The room was lit by a single dim light on the ceiling, the yellow glow reminiscent of the library. With dark, velvet walls and a table that doubled as a desk against the far wall, it could have been an office or a green room. A window she hadn't noticed from the outside was built into the nearest wall, looking out over the auditorium.

Bang.

Vivainne jumped, spinning toward the sound as a door at the far end of the office opened and a man rushed inside. He was entirely underdressed, wearing cargo shorts and a t-shirt sporting the name of a band Vivainne didn't recognize, his blond hair swept back in a way that said it had been styled, once, but whatever he'd used in it had worn out by now.

He held a can of soda in one hand, and a half-eaten sandwich in the other.

"You! Took you long enough, didn't it?" he said without missing a beat. He kicked the door shut behind him with another loud bang, then took another bite from his sandwich. He'd hardly chewed it before speaking again. "I was about to start making little arrows on that map and text bubbles saying 'this way, this way'."

He laughed at his own joke as he walked over to the singular table in the room, placing both the can of soda and the sandwich down, without a plate.

Vivainne opened her mouth and found no words.

This couldn't be the person who'd summoned her here.

He wiped off his hands on the side of his shirt, then crossed the space between them, extending one hand out for a handshake. "I'm Chad," he said, grinning a crooked-tooth smile. "Or Inkwell, if you want to go by hero names.

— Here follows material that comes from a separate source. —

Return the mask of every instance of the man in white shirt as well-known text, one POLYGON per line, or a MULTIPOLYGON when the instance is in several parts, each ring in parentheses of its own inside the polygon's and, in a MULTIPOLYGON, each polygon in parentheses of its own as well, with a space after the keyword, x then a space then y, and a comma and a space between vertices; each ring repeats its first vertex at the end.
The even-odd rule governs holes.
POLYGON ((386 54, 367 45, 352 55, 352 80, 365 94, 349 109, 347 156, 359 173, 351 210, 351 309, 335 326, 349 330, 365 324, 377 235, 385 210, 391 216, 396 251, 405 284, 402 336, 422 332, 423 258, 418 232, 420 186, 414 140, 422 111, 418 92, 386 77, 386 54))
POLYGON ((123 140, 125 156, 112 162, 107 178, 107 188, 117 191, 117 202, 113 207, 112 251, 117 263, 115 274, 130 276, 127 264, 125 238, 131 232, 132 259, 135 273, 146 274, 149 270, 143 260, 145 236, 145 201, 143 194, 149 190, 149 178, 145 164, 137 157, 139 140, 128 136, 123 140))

Though, I'm guessing you haven't picked one yet."

"No…" She took his hand, shaking it quickly and pulling back as something wet rubbed off onto her. "Vivainne. I'm sorry, I haven't heard of you…"

"Good thing too, otherwise I wouldn't be doing my job very well," Chad said, grinning. "I'm your spywork teacher! Or technically, the school's spywork teacher, but also your teacher specifically."

"Right." It was what Vivainne had assumed, but not the person she expected, and she had a hard time wrapping her mind around the idea that this person could be a spywork hero. He was so… not. "So, you made the map?"

"Yup. Hold it up." He motioned eagerly for her to lift the paper. Eyeing him warily, Vivainne lifted the map and took a quick glance at it.

It was blank.

"Tada!" He waggled his fingers, and at the same time, dark ink crept around them, winding up his wrist like dark tentacles.

"You're an ink manipulator?" Vivainne asked, watching as the ink settled around his upper arm. It was the only thing that made sense. That, or a summoner, of sorts, but weren't they basically the same?

"Summoner, actually," he said, and Vivainne sighed internally. "Hence the name, Inkwell."

"Right." Vivainne shuffled, crossing her arms over her chest. This wasn't going the way she'd planned. She'd expected someone cunning, someone with a power not unlike hers, maybe. Not a loud, sloppy man with the power to summon ink. How did that even work, as a hero power? "I don't even know if spywork is what I want to do."

"I didn't either," Chad said. "Though, let's be real, what else do you expect someone with my power to do?"

"Become a tattoo artist?"

"You're right, I would be a killer tattoo artist," he said, snapping his fingers. "That'll be my backup plan. And in either case, I'm just here to give you the training in case you do decide this is the route for you. Because, from what I was told, you're good at this. If you don't want to do it, though, I won't make you. No point in training someone who won't work for it."

He turned his back to her, returning to the table to pick up his soda and sandwich.

Vivainne jumped after him. "No," she blurted out, the word urgent. "I'll do the work."

He turned back around, grinning. "Excellent! Let's get started."